Wojciech Dziembowski chciał na studia pojechać do Warszawy, ale matka wolała Kraków, gdzie mieszkała babcia przyszłego studenta, po której spodziewała się opieki nad nim i… kontroli. Mój rozmówca pokochał podwawelski gród trwale, ale studiowanie tam astronomii uważa za wybór nietrafny, gdyż w latach sześćdziesiątych poziom nie był najwyższy. Próba przeniesienia się do Warszawy na czwartym roku nie udała się, mgr Dziembowski został w UJ asystentem-stażystą i zajął się przygotowywaniem do druku swojej pracy magisterskiej. Szczęśliwy przypadek sprawił, że przyszły uczony opowiedział o tej pracy znanemu belgijskiemu astronomowi Paulowi Ledoux, gdy ten odwiedził krakowskie obserwatorium. Gość z kolei napisał o niej prof.
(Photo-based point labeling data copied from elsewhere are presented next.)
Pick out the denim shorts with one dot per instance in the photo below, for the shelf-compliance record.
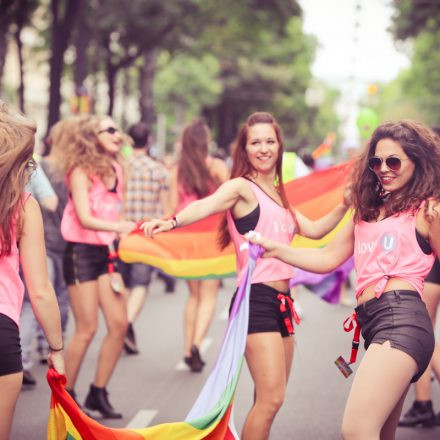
(434, 275)
(135, 274)
(10, 350)
(85, 262)
(265, 310)
(399, 316)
Stefanowi Piotrowskiemu z Warszawy, ten zaś zaprosił początkującego badacza z referatem, a zaraz potem zaproponował robienie doktoratu u siebie, z obietnicą wszakże, że dr Dziembowski wróci do Krakowa i będzie tam rozwijał nową wówczas w Polsce gałąź astrofizyki.

Doktorat obronił w 1967 roku, po czym, niewiele starszy od niego, a już znany w świecie astronom Józef Smak pomógł mu uzyskać staż podoktorski w Columbia University.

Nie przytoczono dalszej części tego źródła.